The system exposes configuration management endpoints for operators and maintainers.

Access Control

  • Configuration changes are restricted to users with roles: operator or maintainer
  • Provide X-User-Role header when calling configuration endpoints

Endpoints

  • GET /api/v1/modules - list available modules
  • GET /api/v1/stages - list processing stages
  • POST /api/v1/configurations - create a configuration draft
  • POST /api/v1/configurations/validate - validate a configuration
  • GET /api/v1/configurations/active - fetch active configuration
  • GET /api/v1/configurations/{config_id} - fetch configuration by id
  • POST /api/v1/configurations/{config_id}/activate - activate configuration (queued if processing is active)
  • POST /api/v1/configurations/{config_id}/rollback - rollback to a prior version

Example Request

curl -X POST "/api/v1/configurations" \
  -H "Content-Type: application/json" \
  -H "X-User-Role: operator" \
  -d '{
    "selections": [
      { "stage_id": "ocr", "module_id": "ocr-v1" }
    ]
  }'

✅ MVP Implementation Summary (POC)

The application now supports the resilient configuration architecture through a Functional Mapping Layer.
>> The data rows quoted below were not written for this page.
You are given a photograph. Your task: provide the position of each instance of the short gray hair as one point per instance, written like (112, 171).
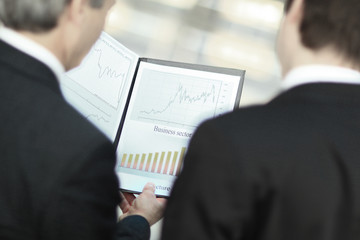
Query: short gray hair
(35, 15)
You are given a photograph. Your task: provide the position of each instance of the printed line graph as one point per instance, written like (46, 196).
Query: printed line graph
(175, 99)
(105, 76)
(107, 71)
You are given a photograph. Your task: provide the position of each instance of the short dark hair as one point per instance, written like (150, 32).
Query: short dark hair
(35, 15)
(334, 23)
This allows the app to retain its current efficient folder structure while providing the pluggable extensibility required by the resilience design.

Current Features

  • Dynamic Module Registry: Modules are automatically bootstrapped and registered in-memory at application startup.
  • Compatibility Layer: core/resilience/ maps conceptual modules (e.g., paddleocr) directly to functional code (e.g., ingestion/image_processor.py).
  • Zero-Restructuring Design: Added the resilience feature without modifying the core functional layout of brain/ or ingestion/.
  • API Ready: The internal ModuleRegistry is now populated with live references, ready for consumption by the Configuration APIs.

Proof of Concept (POC)

This implementation proves that the system can switch between different backend implementations (like shifting from PaddleOCR to a future Cloud-based OCR) simply by updating a static mapping or a database entry, without touching the business logic layers.